Standing up to empire

In his must-read history of the US role in the Korean War and the subsequent neo-colonial control over South Korea titled Reflections on the Roots of US Involvement in Korea (Levellers Press, 2013), Chang writes:
 

Even a US general, the late Richard G. Stilwell, commented that the degree of operational control enjoyed since July 1950 by the United States in Korea is “the most remarkable concession of sovereignty in the entire world.”
 

Chang says that last year’s impeachment of conservative Korean President Park Geun-hye, the daughter of former South Korean dictator Park Chung-hee, in the face of massive protests known as the “candle movement” against her corruption and links to the giant South Korean chaebol industrial conglomerates, and the subsequent election of the liberal Moon, an advocate of rapprochement with the north and of a more independent relationship with the United States, has “fundamentally changed the character of political dynamics in South Korea for years to come.”
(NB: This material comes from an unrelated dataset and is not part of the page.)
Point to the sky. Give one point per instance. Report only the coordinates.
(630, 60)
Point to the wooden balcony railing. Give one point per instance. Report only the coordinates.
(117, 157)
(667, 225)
Understandably, the US, which is used to running the show in South Korea, is not amused. Ignoring the opening between north and south, the US recently convened a meeting of allies in Vancouver, Canada called a “North Korea summit.” Invited were representatives of all 15 of the nations — including France, the UK and South Africa — that had joined with the US in the “UN” military action against North Korea and its allies, China and USSR in the Korean War. Pointedly not invited to the meeting were China and Russia, two nations that would obviously have to play key roles in any peaceful settlement of the current Korean crisis. Both those countries blasted the conference as a sham.

The last thing the US government wants is the eventual unification of the two Koreas, which would inevitably wind up being a neutral nation under the influence of its two largest neighbors, China and Russia. As Chang notes, an end to the Korean War and the possibility of further hostilities on the Korean peninsula would be a huge blow to the US arms industry. South Korea buys billions of dollars worth of US arms every year, and also serves as a base for US troops and naval vessels, and now also for anti-missile systems that can target both China and Russia. All of this would be lost in the event of Korean unification, or even of an end to hostilities between North and South.